Citing public health and safety, Mayor Antonio Villaraigosa announced all demonstrators must leave the City Hall lawn by 12:01 a.m. Monday.
"As I stated this past Friday, it is time for Occupy LA to move from focusing their efforts to hold a particular patch of parkland to spreading the message of economic justice and a restoration of balance to American society," Villaraigosa said in a statement Sunday. "That is why tonight, City Hall Park, where protesters and others have camped for nearly 60 days, will officially close."
Police Chief Charlie Beck said officers would not physically remove campers at 12:01 a.m., but would be able to enforce the law at that time.
Many protestors, however, said they're not going anywhere. Some even handed out signs advertising an "Eviction Block Party."
Hundreds rallied at City Hall park in anticipation of midnight.
"We're here because we care, you know, it's a good cause," said one protester.
Another demonstrator said she wouldn't mind moving to the sidewalk.
Sunday morning, protesters handed out their first-ever newspaper containing tips on how to resist the Monday eviction. Dozens held a teach-in on resistance tactics, including how to stay safe from rubber bullets and pepper spray.

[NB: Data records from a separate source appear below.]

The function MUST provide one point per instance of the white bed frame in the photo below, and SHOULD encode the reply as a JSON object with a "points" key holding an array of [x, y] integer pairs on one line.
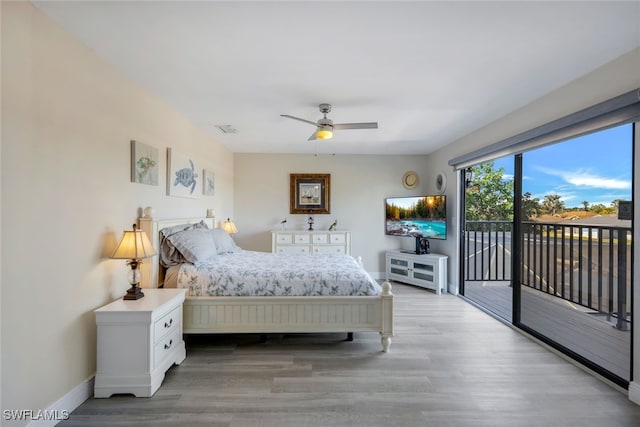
{"points": [[273, 314]]}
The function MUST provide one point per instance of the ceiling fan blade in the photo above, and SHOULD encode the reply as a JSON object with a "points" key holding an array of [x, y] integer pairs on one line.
{"points": [[299, 119], [368, 125]]}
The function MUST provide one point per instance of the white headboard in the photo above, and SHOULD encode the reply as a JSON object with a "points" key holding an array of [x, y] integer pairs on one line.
{"points": [[151, 270]]}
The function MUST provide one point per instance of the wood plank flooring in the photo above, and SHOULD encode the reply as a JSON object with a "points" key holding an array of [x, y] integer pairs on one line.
{"points": [[582, 331], [450, 365]]}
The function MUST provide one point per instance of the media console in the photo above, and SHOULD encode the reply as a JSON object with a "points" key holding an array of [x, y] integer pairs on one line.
{"points": [[425, 270]]}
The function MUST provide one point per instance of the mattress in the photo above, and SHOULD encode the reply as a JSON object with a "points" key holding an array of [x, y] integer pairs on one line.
{"points": [[250, 273]]}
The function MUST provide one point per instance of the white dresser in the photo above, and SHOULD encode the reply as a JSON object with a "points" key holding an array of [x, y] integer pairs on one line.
{"points": [[138, 341], [300, 241]]}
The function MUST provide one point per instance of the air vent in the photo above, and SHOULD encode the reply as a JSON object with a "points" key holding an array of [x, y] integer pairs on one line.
{"points": [[227, 129]]}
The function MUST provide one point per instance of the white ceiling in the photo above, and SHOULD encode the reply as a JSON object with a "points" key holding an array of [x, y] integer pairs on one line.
{"points": [[428, 72]]}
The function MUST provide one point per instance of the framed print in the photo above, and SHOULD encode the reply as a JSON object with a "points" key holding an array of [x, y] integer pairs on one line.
{"points": [[208, 183], [310, 193], [182, 178], [144, 163]]}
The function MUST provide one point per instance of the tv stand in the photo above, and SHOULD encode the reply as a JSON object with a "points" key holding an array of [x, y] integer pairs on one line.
{"points": [[426, 270]]}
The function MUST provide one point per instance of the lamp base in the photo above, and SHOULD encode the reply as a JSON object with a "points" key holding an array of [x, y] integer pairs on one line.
{"points": [[133, 293]]}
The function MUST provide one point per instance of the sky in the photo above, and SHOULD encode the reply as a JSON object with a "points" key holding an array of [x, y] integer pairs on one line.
{"points": [[596, 168]]}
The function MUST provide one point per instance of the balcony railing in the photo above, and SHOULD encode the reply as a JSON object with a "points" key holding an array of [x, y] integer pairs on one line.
{"points": [[587, 265]]}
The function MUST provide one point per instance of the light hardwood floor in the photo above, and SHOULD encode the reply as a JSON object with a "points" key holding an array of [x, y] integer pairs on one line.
{"points": [[450, 364]]}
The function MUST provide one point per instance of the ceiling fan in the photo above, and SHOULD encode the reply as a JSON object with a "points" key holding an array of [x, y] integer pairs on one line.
{"points": [[325, 126]]}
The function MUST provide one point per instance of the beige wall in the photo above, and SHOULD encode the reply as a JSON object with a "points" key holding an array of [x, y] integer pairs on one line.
{"points": [[359, 185], [67, 119], [619, 76]]}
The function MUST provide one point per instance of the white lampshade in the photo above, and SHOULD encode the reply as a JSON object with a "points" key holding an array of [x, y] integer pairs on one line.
{"points": [[230, 227], [134, 245]]}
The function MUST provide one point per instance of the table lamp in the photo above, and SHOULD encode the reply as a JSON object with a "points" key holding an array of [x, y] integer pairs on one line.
{"points": [[134, 246]]}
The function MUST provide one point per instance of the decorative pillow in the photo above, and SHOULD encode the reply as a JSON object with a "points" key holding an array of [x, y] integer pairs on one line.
{"points": [[196, 245], [169, 255], [224, 242]]}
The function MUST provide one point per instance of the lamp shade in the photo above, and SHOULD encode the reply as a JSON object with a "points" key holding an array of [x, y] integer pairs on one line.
{"points": [[230, 227], [134, 245]]}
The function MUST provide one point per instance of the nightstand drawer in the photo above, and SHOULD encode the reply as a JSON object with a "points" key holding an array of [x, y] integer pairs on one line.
{"points": [[167, 323], [165, 347]]}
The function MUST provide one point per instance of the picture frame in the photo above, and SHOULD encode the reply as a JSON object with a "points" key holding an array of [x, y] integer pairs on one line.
{"points": [[182, 175], [208, 183], [144, 163], [309, 193]]}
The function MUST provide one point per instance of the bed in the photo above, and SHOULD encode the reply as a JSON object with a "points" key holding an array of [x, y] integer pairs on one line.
{"points": [[318, 308]]}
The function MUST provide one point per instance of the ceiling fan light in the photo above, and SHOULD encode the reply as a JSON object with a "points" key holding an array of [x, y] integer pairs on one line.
{"points": [[324, 133]]}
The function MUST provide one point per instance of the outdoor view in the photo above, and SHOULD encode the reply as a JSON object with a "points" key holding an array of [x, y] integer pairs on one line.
{"points": [[575, 252]]}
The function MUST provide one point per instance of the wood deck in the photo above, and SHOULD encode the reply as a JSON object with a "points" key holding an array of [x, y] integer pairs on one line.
{"points": [[585, 332]]}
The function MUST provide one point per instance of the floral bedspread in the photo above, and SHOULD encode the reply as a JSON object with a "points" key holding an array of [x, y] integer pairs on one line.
{"points": [[249, 273]]}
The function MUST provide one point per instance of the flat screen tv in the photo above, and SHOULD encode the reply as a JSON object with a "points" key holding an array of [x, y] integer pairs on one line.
{"points": [[423, 216]]}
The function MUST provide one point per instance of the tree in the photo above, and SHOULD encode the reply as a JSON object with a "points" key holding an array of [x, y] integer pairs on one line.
{"points": [[586, 205], [530, 207], [490, 195], [552, 204]]}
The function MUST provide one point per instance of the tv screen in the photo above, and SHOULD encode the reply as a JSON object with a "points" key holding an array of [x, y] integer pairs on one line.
{"points": [[424, 216]]}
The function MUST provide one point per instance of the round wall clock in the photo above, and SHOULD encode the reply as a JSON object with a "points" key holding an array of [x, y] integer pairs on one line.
{"points": [[410, 180], [440, 182]]}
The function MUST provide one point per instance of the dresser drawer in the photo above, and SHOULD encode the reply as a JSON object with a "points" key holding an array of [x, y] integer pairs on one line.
{"points": [[285, 239], [167, 323], [337, 238], [164, 348], [322, 239], [302, 239], [328, 249], [293, 249]]}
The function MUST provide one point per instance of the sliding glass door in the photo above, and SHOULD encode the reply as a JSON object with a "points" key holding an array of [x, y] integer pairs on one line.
{"points": [[558, 262], [575, 267]]}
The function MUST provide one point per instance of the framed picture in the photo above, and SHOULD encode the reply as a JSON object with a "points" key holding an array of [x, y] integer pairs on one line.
{"points": [[182, 178], [208, 183], [144, 163], [310, 193]]}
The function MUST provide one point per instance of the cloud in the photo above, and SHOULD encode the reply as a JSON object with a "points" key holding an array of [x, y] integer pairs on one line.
{"points": [[581, 178]]}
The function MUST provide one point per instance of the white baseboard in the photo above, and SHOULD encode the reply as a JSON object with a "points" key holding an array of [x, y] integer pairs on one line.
{"points": [[65, 405], [634, 392]]}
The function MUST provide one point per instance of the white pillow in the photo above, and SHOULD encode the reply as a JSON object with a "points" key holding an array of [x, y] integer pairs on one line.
{"points": [[169, 254], [224, 242], [197, 245]]}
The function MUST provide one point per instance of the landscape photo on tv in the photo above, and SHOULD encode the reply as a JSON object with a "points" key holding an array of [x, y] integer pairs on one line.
{"points": [[424, 216]]}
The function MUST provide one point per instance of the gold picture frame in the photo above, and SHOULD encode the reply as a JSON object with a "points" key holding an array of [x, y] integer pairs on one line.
{"points": [[310, 193]]}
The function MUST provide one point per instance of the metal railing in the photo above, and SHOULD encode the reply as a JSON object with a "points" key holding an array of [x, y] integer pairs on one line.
{"points": [[587, 265]]}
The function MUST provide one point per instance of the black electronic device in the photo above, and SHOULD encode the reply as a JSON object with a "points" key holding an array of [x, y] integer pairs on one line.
{"points": [[420, 217]]}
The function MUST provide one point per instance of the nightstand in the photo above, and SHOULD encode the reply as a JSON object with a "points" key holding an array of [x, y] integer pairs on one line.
{"points": [[138, 341]]}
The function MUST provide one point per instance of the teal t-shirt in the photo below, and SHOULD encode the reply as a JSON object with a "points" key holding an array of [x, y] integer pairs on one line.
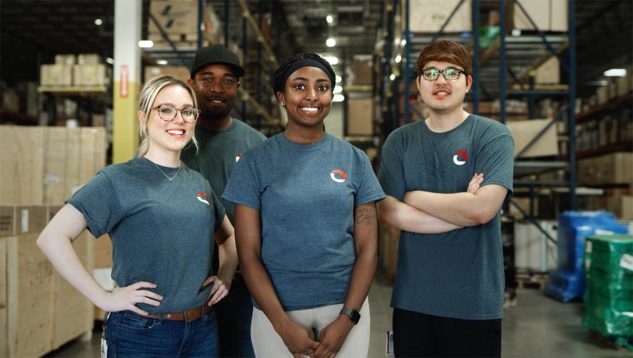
{"points": [[458, 274], [161, 230], [306, 195], [219, 152]]}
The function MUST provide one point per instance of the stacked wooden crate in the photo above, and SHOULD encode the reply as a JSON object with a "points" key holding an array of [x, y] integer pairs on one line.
{"points": [[39, 310], [45, 165]]}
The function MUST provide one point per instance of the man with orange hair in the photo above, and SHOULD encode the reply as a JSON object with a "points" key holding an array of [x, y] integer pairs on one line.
{"points": [[446, 178]]}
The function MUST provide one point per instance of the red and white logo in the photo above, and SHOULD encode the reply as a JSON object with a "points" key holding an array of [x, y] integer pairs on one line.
{"points": [[338, 175], [460, 157], [202, 197]]}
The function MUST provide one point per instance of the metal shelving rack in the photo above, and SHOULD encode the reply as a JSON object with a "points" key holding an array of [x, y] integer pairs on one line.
{"points": [[237, 19]]}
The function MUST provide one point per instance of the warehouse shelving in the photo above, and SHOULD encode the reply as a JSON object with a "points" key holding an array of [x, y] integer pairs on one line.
{"points": [[254, 108], [493, 66], [509, 58]]}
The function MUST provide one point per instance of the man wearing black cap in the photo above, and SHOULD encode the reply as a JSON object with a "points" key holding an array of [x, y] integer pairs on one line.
{"points": [[215, 78]]}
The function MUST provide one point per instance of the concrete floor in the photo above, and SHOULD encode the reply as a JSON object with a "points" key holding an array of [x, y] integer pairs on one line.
{"points": [[537, 326]]}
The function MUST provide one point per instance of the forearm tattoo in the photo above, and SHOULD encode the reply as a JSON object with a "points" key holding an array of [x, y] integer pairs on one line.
{"points": [[365, 215]]}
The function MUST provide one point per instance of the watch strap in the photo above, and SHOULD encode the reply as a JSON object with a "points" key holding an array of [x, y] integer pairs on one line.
{"points": [[351, 313]]}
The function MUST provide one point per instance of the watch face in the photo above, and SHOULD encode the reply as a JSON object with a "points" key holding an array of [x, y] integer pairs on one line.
{"points": [[353, 315]]}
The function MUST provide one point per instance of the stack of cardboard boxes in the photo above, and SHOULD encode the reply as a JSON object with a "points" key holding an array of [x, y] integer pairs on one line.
{"points": [[82, 70]]}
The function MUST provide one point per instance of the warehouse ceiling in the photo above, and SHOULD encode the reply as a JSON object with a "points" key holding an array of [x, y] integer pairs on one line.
{"points": [[33, 31]]}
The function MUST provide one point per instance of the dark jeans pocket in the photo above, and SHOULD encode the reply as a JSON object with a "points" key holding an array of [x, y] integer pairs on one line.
{"points": [[134, 321]]}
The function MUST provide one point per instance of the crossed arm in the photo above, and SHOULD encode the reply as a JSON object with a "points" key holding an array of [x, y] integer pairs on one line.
{"points": [[430, 213]]}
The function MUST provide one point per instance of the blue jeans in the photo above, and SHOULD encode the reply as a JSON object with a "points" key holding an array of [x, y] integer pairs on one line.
{"points": [[131, 335], [234, 321]]}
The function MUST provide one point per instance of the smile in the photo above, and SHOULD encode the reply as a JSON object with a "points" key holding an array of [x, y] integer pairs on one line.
{"points": [[309, 109], [176, 131]]}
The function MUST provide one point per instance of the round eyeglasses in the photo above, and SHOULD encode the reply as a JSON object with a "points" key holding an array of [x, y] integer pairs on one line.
{"points": [[450, 74], [168, 112]]}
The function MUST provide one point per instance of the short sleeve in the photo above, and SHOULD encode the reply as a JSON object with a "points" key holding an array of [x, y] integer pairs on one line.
{"points": [[99, 204], [391, 171], [369, 189], [243, 185], [496, 161]]}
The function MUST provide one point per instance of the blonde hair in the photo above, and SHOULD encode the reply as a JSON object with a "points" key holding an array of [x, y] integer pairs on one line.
{"points": [[150, 90]]}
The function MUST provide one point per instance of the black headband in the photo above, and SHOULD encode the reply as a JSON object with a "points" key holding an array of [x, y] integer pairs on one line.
{"points": [[304, 62]]}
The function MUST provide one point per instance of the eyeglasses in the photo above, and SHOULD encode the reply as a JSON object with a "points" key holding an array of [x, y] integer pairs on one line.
{"points": [[450, 74], [226, 82], [168, 112]]}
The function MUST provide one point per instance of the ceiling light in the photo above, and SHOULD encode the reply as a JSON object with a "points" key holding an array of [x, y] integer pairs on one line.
{"points": [[599, 83], [333, 60], [146, 44], [615, 72]]}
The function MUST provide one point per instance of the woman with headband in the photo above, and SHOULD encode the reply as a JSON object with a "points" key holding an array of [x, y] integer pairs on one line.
{"points": [[306, 226]]}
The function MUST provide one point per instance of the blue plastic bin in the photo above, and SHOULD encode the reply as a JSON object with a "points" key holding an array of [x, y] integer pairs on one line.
{"points": [[567, 282]]}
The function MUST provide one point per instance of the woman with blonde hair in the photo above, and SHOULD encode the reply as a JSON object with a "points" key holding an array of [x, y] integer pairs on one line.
{"points": [[162, 218]]}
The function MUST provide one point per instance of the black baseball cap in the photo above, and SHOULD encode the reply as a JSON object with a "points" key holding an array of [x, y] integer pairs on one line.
{"points": [[216, 54]]}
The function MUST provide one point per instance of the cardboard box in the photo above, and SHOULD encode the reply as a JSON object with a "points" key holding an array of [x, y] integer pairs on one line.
{"points": [[88, 59], [548, 15], [428, 16], [362, 70], [621, 206], [360, 116], [602, 94], [524, 132], [548, 72], [614, 168], [174, 16], [56, 75], [90, 75], [622, 86], [65, 59]]}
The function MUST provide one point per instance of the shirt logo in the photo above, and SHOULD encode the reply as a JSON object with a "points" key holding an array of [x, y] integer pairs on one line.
{"points": [[202, 197], [338, 175], [460, 157]]}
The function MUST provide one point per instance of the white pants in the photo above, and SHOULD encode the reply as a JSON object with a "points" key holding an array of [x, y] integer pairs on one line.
{"points": [[267, 343]]}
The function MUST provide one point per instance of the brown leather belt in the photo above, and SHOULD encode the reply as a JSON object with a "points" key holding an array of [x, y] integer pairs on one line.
{"points": [[187, 316]]}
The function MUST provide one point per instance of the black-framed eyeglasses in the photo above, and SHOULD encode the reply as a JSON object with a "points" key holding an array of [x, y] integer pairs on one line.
{"points": [[168, 112], [450, 74], [226, 82]]}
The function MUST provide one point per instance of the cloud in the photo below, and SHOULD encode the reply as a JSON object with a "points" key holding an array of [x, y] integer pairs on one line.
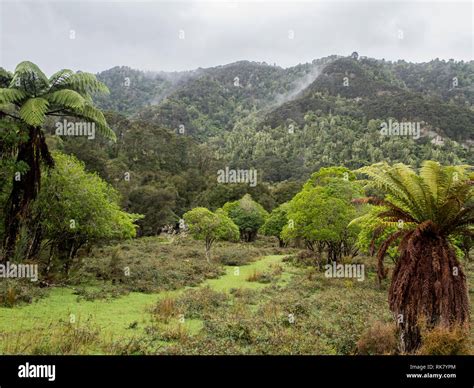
{"points": [[145, 35]]}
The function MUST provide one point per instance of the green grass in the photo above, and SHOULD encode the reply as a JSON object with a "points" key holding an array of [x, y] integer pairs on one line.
{"points": [[114, 317]]}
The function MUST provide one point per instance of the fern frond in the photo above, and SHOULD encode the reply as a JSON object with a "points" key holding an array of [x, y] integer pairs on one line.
{"points": [[11, 96], [29, 77], [83, 83], [33, 111], [67, 98], [93, 114]]}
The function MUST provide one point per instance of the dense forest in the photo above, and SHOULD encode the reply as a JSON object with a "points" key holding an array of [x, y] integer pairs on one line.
{"points": [[187, 178]]}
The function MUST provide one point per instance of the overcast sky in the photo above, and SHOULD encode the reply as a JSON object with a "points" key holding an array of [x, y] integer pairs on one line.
{"points": [[147, 35]]}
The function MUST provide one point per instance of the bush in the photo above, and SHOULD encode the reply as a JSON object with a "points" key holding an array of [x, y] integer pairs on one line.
{"points": [[196, 303]]}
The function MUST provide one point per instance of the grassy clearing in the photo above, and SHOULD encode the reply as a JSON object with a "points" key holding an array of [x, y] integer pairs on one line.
{"points": [[123, 317], [268, 306]]}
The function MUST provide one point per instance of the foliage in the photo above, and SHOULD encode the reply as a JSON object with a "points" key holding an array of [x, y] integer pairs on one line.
{"points": [[248, 215], [208, 226], [275, 222], [75, 207], [428, 207]]}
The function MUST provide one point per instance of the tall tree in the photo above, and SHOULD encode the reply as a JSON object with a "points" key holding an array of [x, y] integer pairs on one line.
{"points": [[429, 208], [27, 96]]}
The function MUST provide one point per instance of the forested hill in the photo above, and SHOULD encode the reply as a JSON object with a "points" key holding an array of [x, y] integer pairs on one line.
{"points": [[207, 102], [369, 89], [176, 130]]}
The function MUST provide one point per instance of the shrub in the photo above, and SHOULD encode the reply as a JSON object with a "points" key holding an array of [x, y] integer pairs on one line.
{"points": [[197, 303]]}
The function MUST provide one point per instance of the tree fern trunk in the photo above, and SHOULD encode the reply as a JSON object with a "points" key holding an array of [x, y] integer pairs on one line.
{"points": [[428, 285]]}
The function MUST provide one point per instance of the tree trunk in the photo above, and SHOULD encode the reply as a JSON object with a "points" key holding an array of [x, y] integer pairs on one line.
{"points": [[428, 283], [26, 189]]}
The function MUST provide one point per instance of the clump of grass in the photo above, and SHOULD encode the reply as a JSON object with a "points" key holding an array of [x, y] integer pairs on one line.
{"points": [[379, 339], [444, 341], [145, 265], [106, 291], [19, 291], [260, 276], [165, 309], [199, 302], [59, 338]]}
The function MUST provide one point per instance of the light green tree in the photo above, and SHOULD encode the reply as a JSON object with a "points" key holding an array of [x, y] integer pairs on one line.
{"points": [[28, 96], [275, 223], [248, 215], [75, 208], [208, 226]]}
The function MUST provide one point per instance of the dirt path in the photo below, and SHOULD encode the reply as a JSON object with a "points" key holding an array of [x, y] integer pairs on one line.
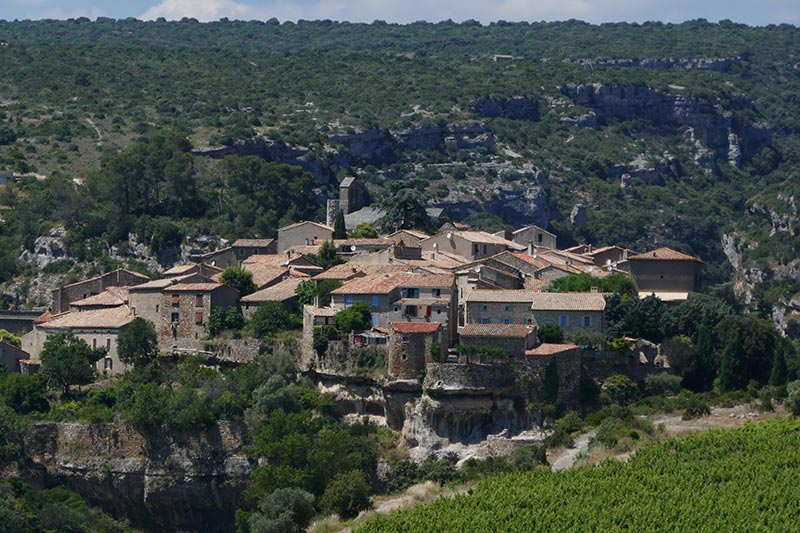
{"points": [[569, 456]]}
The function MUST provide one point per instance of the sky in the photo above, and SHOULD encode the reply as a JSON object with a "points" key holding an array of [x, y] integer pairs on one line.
{"points": [[752, 12]]}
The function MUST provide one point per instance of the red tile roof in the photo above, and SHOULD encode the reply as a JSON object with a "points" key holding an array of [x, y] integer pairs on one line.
{"points": [[496, 330], [663, 254], [415, 327], [568, 301], [550, 349]]}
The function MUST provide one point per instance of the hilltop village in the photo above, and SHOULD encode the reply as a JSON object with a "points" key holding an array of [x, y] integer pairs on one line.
{"points": [[459, 313]]}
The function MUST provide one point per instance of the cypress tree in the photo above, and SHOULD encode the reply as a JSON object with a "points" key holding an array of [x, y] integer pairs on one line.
{"points": [[733, 368], [339, 229]]}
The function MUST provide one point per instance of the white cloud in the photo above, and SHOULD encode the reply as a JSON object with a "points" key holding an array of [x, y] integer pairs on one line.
{"points": [[594, 11]]}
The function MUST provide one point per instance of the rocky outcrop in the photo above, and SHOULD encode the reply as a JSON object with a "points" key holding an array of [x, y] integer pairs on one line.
{"points": [[713, 126], [158, 480], [517, 107], [716, 64]]}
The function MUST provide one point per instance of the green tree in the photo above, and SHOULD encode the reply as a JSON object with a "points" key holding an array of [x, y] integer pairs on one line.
{"points": [[357, 317], [778, 373], [346, 495], [68, 360], [551, 333], [240, 279], [288, 510], [733, 367], [364, 230], [339, 229], [268, 319], [137, 344]]}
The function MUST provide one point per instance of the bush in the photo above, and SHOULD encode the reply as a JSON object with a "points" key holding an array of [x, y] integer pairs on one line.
{"points": [[346, 495], [695, 409], [662, 383]]}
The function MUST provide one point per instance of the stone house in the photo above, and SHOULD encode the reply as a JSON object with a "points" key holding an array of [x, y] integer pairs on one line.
{"points": [[426, 298], [500, 307], [668, 274], [574, 312], [283, 292], [99, 328], [471, 245], [180, 308], [513, 339], [533, 235], [237, 252], [64, 296], [10, 356], [410, 345], [305, 233], [202, 269]]}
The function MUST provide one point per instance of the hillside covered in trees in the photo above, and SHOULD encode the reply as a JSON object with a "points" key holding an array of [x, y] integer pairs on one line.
{"points": [[633, 134]]}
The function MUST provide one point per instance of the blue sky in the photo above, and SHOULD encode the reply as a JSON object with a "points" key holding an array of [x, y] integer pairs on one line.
{"points": [[754, 12]]}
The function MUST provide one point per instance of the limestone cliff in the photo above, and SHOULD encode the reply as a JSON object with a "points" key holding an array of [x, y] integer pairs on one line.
{"points": [[157, 479]]}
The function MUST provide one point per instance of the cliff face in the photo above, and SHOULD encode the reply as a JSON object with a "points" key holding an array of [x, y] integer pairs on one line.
{"points": [[712, 125], [158, 480]]}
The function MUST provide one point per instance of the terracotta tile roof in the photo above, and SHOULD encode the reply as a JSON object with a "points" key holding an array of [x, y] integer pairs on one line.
{"points": [[415, 327], [180, 269], [265, 274], [321, 311], [194, 287], [141, 277], [373, 284], [111, 297], [277, 293], [297, 224], [550, 349], [501, 296], [350, 270], [253, 243], [663, 254], [568, 301], [379, 241], [112, 318], [429, 280], [496, 330]]}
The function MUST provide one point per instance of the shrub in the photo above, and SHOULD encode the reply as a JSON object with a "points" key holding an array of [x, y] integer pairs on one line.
{"points": [[346, 495], [662, 383], [695, 409]]}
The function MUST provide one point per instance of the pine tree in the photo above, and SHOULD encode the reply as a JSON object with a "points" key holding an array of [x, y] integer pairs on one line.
{"points": [[339, 229]]}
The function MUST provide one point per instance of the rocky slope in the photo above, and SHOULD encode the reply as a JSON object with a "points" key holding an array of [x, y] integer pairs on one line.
{"points": [[158, 480]]}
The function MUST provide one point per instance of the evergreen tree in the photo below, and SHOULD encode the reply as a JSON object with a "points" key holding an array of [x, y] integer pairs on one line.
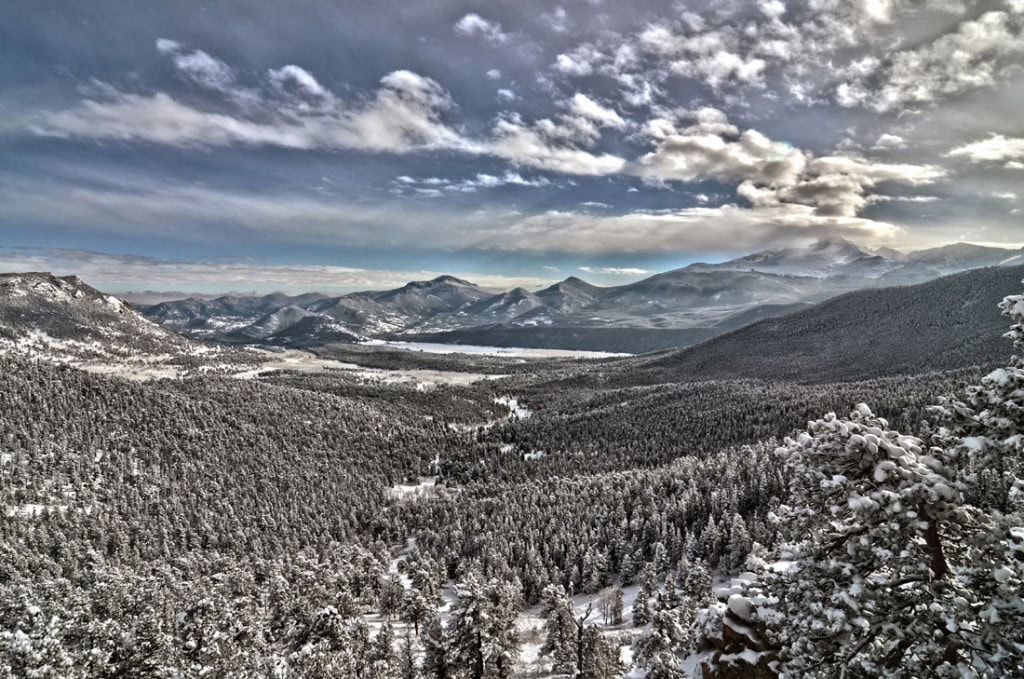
{"points": [[482, 634], [560, 630], [436, 663], [598, 659], [641, 609], [896, 575]]}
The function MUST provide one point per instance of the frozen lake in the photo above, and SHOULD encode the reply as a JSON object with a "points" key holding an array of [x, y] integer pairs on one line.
{"points": [[524, 352]]}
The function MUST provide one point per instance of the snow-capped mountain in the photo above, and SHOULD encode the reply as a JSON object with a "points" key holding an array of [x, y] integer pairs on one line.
{"points": [[44, 314], [715, 297]]}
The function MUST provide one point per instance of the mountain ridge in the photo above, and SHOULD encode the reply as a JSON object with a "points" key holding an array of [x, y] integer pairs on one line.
{"points": [[705, 297]]}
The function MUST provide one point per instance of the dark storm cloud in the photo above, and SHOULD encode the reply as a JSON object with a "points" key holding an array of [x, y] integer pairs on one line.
{"points": [[341, 126]]}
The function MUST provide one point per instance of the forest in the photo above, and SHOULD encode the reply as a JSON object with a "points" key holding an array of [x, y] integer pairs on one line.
{"points": [[550, 520]]}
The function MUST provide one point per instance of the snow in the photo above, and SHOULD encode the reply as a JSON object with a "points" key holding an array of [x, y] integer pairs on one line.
{"points": [[303, 362], [740, 606], [520, 412], [526, 352], [408, 493]]}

Protesters said they're making plans to resist eviction, but would do so peacefully.
"We will always remain peaceful and non-violent. Second to that, we have legal action that we're taking. I can't exactly go into great detail about that at the moment, but there are people who are willing to get arrested and continue protesting in various other ways," said Occupy L.A. protestor Mario Jefferson.
Occupy leaders say they're learning from raids from other encampments.
"We've met a lot of people from a lot of different camps that have been raided that have come by subsequently and talked about some of the things that they've encountered," said another Occupy L.A. protester Clark Davis.
"I think it's quite clear that the tactics they've used elsewhere, they'll try to use here. We're going to remain peaceful. That's the foundation of this movement. There are people here that are not part of the movement that we're going to have a difficult time controlling," Davis added.
In an effort to keep peace, Villaraigosa said a free speech area will be provided for demonstrators as well as shelter beds for the homeless and special parking to help with the move.
The protesters and about 485 tents have been on the City Hall lawn for about two months.